I have had very similar results with a computer with the same card.
Right now, I can't find the same message you quoted above (I am
accessing it via a congested Internet connection), although
I am sure I have seen it, but I do get ones like the following:
Mar 29 10:01:21 share kernel: eth0: tx interrupt but no status
Mar 29 10:01:21 share last message repeated 3 times
Mar 29 15:45:50 share kernel: eth0: transmit aborted, too many collisions
Mar 29 16:06:22 share kernel: eth0: transmit aborted, too many collisions
Mar 29 16:23:50 share kernel: eth0: transmit aborted, too many collisions
I don't trust that particular computer one bit, so I wouldn't have
mentioned it but it sounds a little bit similar to the problems you
describe.
The "too many collisions" might be network congestion. I haven't
bothered to investigate yet.

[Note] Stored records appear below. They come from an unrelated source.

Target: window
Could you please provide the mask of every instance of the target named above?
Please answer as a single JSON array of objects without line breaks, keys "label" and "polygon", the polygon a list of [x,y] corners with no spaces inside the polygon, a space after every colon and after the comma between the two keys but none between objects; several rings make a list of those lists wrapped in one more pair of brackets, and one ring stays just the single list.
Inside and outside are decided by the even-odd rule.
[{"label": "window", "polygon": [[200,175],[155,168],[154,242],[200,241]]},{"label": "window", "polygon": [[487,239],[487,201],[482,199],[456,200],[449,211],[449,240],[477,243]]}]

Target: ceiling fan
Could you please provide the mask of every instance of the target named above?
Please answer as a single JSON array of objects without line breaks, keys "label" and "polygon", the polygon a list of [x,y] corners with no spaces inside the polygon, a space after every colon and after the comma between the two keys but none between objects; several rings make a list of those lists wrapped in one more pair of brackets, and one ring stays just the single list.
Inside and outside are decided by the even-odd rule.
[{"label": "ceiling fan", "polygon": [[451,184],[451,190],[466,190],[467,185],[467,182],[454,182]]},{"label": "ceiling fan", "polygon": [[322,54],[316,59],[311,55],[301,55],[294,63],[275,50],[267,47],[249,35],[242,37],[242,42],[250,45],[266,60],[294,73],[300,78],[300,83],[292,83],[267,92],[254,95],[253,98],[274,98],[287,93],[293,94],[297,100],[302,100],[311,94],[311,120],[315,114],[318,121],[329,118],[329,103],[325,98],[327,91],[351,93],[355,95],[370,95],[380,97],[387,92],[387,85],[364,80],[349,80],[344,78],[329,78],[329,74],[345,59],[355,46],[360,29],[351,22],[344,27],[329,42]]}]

Is this normal?
(Off-topic: On startup I get the following errors, first three repeated x3:
Mar 29 21:17:13 share kernel: hda: drive not ready for command
Mar 29 21:17:13 share kernel: hda: status error: status=0x01 { Error }
Mar 29 21:17:13 share kernel: hda: status error: error=0x04 { DriveStatusError }
Mar 29 21:17:13 share kernel: hda: drive not ready for command
Mar 29 21:17:13 share kernel: ide0: reset: success
- the harddisk appears to work OK however I am very suspicious and don't
trust it or the computer).
However, in my case, these messages haven't had any noticable
affect on system useability. The computer does seem slow, but it
is only a 40MHz 486 with 16Mb ram (I think)...
>Any help would be greatly appreciated. The machine required
>manual fsck after rebooting, and contained a corrupt superblock.
I haven't had this computer crash on me. Apart from rather
serious looking messages, it seems rather reliable ;-).